'12 Voting Well Under Way; Who's 'Winning' Not Clear
The general election may technically still be a little more than three weeks away, but voting is going on now.
Early in-person voting is well under way in key swing states like Ohio and Iowa, and absentee ballots are being cast in Florida and North Carolina. Key swing states like Ohio and Wisconsin don't register their voters by political party, so it is difficult to calculate who is "winning" the early vote in some battlegrounds- but in the ones where a breakdown is available, the results are mixed.
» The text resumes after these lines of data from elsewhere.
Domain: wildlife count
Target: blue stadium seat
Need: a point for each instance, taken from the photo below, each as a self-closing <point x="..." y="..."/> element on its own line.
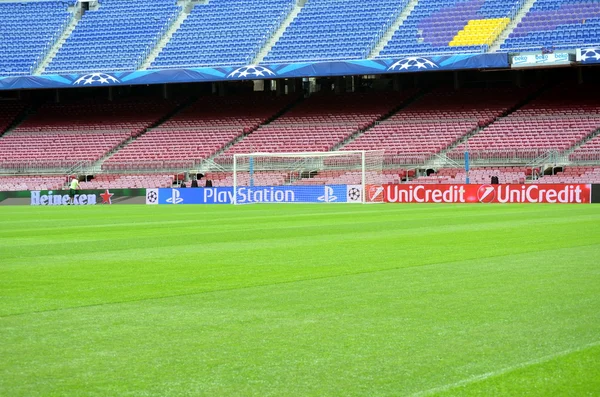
<point x="335" y="30"/>
<point x="27" y="32"/>
<point x="115" y="37"/>
<point x="223" y="32"/>
<point x="433" y="24"/>
<point x="557" y="24"/>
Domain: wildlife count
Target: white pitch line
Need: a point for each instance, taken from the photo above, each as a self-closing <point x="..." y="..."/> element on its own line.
<point x="503" y="371"/>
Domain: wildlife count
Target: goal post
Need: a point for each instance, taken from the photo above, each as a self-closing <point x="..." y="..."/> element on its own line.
<point x="306" y="174"/>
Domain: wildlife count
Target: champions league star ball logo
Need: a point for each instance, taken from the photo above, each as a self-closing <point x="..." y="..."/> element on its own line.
<point x="251" y="71"/>
<point x="96" y="79"/>
<point x="486" y="194"/>
<point x="413" y="63"/>
<point x="152" y="196"/>
<point x="354" y="194"/>
<point x="590" y="54"/>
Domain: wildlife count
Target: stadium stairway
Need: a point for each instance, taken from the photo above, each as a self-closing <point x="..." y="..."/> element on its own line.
<point x="186" y="9"/>
<point x="516" y="20"/>
<point x="580" y="146"/>
<point x="279" y="32"/>
<point x="77" y="12"/>
<point x="442" y="160"/>
<point x="387" y="36"/>
<point x="96" y="167"/>
<point x="412" y="97"/>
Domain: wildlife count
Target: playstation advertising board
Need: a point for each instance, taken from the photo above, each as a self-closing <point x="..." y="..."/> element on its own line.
<point x="82" y="197"/>
<point x="455" y="193"/>
<point x="257" y="194"/>
<point x="258" y="72"/>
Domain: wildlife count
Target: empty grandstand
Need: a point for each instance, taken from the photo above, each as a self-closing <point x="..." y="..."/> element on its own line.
<point x="422" y="121"/>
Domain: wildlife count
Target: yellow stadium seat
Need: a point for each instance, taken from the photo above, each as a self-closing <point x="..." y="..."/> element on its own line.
<point x="480" y="32"/>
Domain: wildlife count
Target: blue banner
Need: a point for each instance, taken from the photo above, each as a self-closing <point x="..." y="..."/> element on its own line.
<point x="260" y="194"/>
<point x="588" y="56"/>
<point x="258" y="72"/>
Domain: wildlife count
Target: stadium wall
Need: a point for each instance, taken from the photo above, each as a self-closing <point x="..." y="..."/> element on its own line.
<point x="403" y="193"/>
<point x="83" y="197"/>
<point x="254" y="72"/>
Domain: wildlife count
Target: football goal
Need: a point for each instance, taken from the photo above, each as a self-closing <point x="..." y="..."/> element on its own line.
<point x="333" y="171"/>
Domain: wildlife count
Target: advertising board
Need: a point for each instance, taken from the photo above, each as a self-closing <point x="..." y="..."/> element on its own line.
<point x="257" y="194"/>
<point x="440" y="193"/>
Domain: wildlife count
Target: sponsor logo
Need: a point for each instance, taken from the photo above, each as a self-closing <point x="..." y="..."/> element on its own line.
<point x="577" y="193"/>
<point x="541" y="58"/>
<point x="248" y="195"/>
<point x="520" y="59"/>
<point x="375" y="193"/>
<point x="354" y="193"/>
<point x="106" y="197"/>
<point x="486" y="194"/>
<point x="96" y="79"/>
<point x="590" y="55"/>
<point x="424" y="194"/>
<point x="328" y="195"/>
<point x="61" y="199"/>
<point x="151" y="196"/>
<point x="413" y="63"/>
<point x="251" y="71"/>
<point x="542" y="194"/>
<point x="175" y="197"/>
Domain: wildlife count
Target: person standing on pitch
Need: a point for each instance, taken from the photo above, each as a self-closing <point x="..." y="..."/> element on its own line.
<point x="72" y="188"/>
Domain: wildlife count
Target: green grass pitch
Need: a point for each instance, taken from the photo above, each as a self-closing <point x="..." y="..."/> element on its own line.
<point x="300" y="300"/>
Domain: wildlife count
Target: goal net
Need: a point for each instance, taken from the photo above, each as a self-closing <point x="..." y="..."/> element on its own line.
<point x="306" y="177"/>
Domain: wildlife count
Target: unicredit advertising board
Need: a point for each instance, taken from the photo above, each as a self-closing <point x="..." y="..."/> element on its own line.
<point x="257" y="194"/>
<point x="409" y="193"/>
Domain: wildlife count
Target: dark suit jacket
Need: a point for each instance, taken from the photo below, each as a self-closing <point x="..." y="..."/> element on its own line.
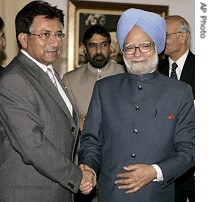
<point x="188" y="71"/>
<point x="136" y="120"/>
<point x="37" y="137"/>
<point x="1" y="69"/>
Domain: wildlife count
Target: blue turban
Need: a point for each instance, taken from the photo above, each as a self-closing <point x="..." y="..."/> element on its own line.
<point x="151" y="23"/>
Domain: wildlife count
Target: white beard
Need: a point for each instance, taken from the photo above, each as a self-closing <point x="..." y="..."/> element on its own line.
<point x="144" y="67"/>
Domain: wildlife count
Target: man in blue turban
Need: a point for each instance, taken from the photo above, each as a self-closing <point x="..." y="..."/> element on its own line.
<point x="139" y="131"/>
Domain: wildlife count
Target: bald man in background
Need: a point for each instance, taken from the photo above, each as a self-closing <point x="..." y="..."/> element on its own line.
<point x="139" y="131"/>
<point x="2" y="40"/>
<point x="177" y="50"/>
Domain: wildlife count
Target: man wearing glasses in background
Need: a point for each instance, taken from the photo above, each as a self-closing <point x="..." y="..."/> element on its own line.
<point x="177" y="50"/>
<point x="38" y="121"/>
<point x="2" y="40"/>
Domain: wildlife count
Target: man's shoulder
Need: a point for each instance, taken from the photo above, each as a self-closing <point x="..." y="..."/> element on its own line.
<point x="76" y="71"/>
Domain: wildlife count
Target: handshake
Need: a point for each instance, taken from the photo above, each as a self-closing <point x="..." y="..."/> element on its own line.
<point x="88" y="180"/>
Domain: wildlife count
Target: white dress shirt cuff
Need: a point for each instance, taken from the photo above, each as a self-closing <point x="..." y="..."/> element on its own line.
<point x="159" y="173"/>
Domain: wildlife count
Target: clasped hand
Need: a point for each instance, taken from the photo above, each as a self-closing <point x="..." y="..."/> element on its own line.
<point x="135" y="177"/>
<point x="88" y="180"/>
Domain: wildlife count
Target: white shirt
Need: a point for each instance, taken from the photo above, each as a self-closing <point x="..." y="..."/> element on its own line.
<point x="60" y="89"/>
<point x="180" y="62"/>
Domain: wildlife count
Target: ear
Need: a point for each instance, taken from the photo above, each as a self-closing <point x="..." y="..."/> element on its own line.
<point x="23" y="39"/>
<point x="85" y="49"/>
<point x="184" y="36"/>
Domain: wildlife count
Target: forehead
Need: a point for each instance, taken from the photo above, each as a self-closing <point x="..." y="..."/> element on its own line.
<point x="42" y="23"/>
<point x="172" y="23"/>
<point x="97" y="38"/>
<point x="137" y="35"/>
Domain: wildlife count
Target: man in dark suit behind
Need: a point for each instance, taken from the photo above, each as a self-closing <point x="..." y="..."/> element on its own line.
<point x="177" y="50"/>
<point x="2" y="40"/>
<point x="38" y="120"/>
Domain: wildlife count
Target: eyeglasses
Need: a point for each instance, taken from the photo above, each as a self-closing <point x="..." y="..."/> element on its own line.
<point x="144" y="48"/>
<point x="46" y="36"/>
<point x="167" y="34"/>
<point x="103" y="45"/>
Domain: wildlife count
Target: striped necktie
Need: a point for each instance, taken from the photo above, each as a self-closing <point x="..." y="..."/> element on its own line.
<point x="173" y="71"/>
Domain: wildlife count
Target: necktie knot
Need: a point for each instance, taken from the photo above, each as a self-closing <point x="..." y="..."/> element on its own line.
<point x="51" y="76"/>
<point x="173" y="71"/>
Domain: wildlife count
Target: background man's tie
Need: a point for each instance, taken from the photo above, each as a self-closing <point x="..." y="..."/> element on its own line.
<point x="173" y="72"/>
<point x="51" y="76"/>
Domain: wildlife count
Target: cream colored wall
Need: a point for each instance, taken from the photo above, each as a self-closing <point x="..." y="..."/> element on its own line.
<point x="9" y="9"/>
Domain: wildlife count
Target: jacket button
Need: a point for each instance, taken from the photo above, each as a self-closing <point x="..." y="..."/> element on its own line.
<point x="139" y="87"/>
<point x="71" y="185"/>
<point x="133" y="156"/>
<point x="135" y="131"/>
<point x="137" y="108"/>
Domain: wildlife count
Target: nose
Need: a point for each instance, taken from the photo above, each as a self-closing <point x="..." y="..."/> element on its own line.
<point x="98" y="48"/>
<point x="138" y="52"/>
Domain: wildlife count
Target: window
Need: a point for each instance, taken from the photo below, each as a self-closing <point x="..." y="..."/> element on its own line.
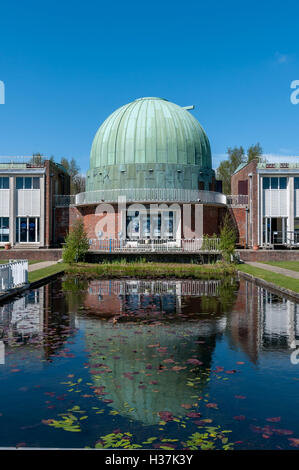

In Iowa, Democrats are dominating the early vote. The Secretary of State's office reports that 186,503 ballots have been received as of Oct. 10th- and those numbers trend heavily Democrats. 101,613 ballots are from registered Democrats while 50,032 are from registered Republicans.
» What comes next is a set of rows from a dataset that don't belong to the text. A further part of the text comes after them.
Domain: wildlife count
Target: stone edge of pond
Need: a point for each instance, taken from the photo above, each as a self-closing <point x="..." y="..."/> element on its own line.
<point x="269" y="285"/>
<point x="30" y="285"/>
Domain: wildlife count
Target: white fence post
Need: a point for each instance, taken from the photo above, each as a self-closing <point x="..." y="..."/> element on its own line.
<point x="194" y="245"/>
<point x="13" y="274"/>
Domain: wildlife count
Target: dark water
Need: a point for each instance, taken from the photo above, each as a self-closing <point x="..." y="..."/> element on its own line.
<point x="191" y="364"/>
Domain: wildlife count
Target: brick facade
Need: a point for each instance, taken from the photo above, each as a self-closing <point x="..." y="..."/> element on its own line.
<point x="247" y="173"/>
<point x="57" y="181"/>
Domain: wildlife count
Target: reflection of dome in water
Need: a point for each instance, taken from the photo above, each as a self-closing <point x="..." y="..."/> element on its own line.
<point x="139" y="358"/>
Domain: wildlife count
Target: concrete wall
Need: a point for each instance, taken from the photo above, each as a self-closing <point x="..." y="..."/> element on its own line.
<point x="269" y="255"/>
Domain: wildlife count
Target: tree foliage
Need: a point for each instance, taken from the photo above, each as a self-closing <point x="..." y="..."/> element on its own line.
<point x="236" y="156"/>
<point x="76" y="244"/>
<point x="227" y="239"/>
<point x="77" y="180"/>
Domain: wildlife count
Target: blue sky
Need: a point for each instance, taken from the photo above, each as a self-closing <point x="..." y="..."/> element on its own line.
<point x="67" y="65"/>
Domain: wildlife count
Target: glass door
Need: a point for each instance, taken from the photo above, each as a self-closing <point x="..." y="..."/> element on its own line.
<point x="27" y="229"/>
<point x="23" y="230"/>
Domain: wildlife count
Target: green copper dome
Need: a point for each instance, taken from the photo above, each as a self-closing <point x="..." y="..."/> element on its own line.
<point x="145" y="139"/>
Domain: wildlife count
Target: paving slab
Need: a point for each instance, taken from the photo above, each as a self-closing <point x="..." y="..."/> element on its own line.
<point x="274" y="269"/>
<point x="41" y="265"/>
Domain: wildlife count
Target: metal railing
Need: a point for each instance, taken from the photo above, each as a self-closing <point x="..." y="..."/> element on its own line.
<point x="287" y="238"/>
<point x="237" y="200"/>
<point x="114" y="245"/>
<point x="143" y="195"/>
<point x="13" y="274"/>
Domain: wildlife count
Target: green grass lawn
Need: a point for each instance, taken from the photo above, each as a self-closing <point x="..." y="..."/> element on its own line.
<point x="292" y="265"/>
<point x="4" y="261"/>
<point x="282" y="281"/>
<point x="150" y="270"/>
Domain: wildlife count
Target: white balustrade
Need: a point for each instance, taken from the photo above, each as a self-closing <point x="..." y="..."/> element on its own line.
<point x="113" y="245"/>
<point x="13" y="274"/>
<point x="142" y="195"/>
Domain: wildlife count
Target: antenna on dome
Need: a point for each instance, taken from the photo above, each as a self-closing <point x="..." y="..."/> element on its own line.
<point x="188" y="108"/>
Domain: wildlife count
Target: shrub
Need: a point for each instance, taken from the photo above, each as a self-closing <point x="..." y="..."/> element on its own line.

In North Carolina, the opposite is true. 40,373 absentee ballots had been cast as of yesterday, with registered-Republican ballots outnumbering registered-Democrat ballots nearly two to one.
In Ohio, the Secretary of State's office reports that over 1 million absentee ballot applications to vote by mail have been received, and over 59,000 Ohioans have cast their ballots in person already. In Florida, more than 147,000 absentee ballots have been cast, the secretary of state's office announced yesterday. A party breakdown was not offered.